I wrote about ‘looking forward to the next new normal’ back in April, and as many of us across the world are either now experimenting with new ways of living our lives and operating our local economies, or looking forward to some kind of ‘lockdown alternative’, it’s still unclear to us what that normal will be, and how long that version of it might last.
So I’m going to review what I think we’ve learned - looking back to our recent ‘normal’ experience of developing teams and designing and delivering learning, to see what we have to offer.
Let’s return to McKinsey’s Resolve, Resilience, Return, Reimagination, and Reform model, as it’s something I’ve found really useful.
Resolve: Determine what you need to do now to survive, and resolve to do it.
This stage didn’t finish with the plans and actions we put in place back in March. In talking to customers, suppliers, partners and staff, we have rewritten our ‘Resolve’ plan several times since then, and will continue to do it monthly. We’ve written previously about how we can help supply tools to generate the quality of discussions you’ll need for this. We e continuing our rapid prototyping on digital/online tools as a direct response to what our customers say they want and to provide an alternative revenue stream to our physical tools.

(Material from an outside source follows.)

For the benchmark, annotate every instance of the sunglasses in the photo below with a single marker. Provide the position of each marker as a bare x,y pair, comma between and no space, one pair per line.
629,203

Resilience; Accept that this will take some time and keep people together and connected as best as you can.
This remains a struggle for us and I suspect for many teams and leaders too.
It’s clear and obvious that remote working, communicating solely via video-conference, and motivating remote employees in uncertain times is extremely difficult for some. It feels like we need to provide a way of satisfying the next Maslow levels in terms of belonging and esteem needs that non-working employees are losing. High quality conversations are needed for both teams and individuals.

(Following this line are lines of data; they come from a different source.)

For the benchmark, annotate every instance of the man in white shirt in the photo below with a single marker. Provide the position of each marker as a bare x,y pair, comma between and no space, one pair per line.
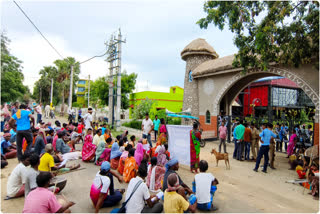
205,186
147,127
17,178
98,138
102,191
47,110
88,119
136,204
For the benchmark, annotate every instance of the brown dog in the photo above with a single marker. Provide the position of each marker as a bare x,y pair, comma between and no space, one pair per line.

The team maintenance functions Geoff described last month are difficult, or maybe impossible to address right now - resilience is also about knowing what can’t be fixed at this point, and moving on.
Are you spending enough time on team maintenance, or are all your team interactions task focused?
Return: Look ahead to what you will need to do to get things restarted, or to slow down if you were one of those who had to go into overdrive
For many of us, this is probably the key stage to consider right now. I know if we are to recapture the team success we enjoyed 6 months ago, then we need to rethink all of our business operations. If like us, your staff are vital to your business success then it’s vital that teams spend time on team maintenance, and not just task achievement. If you are in an HR function or people leadership role, then it’s your job to convince senior and operational management to do this. One of the best examples we’ve seen is a charity customer of ours investing in RSVP Design providing train the trainer support for their small L&D team.This will allow them to implement team development efforts on their return, quickly giving operational leaders tools and techniques to deliver their own impactful, effective and engaging team development sessions. Contact us if you e interested in doing something similar.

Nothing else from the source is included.